The Company evaluates its equity method investments for impairment whenever events or changes in circumstances indicate that the carrying value of the investment may not be recoverable or that a decline in value may be other-than-temporary. In evaluating whether an other-than-temporary impairment exists, the Company considers various qualitative and quantitative factors, including the financial condition and near-term prospects of the investee, the underlying collateral and asset quality, expected holding period, market conditions and other relevant factors. If the Company determines that a decline in value is other-than-temporary, the investment is written down to its estimated fair value, with the resulting impairment recognized in earnings.

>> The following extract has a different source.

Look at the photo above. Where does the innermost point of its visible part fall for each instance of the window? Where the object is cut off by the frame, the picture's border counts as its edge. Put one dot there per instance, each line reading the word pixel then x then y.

Recent Accounting Pronouncements Pending Adoption
In November 2024, the FASB issued ASU 2024-03—Income Statement—Reporting Comprehensive Income—Expense Disaggregation Disclosures (Subtopic 220-40): Disaggregation of Income Statement Expenses (“ASU 2024-03”) and in January 2025, the FASB issued ASU 2025-01—Income Statement—Reporting Comprehensive Income—Expense Disaggregation Disclosures (Subtopic 220-40): Clarifying the Effective Date (“ASU 2025-01”), which requires additional disclosure of the nature of expenses included in the income statement as well as disclosures about specific types of expenses included in the expense captions presented in the income statement. ASU 2024-03, as clarified by ASU 2025-01, is effective for fiscal years beginning after December 15, 2026 and interim periods within fiscal years beginning after December 15, 2027, with early adoption permitted. The adoption of ASU 2024-03 is not expected to have a material impact on the Company’s consolidated financial statements.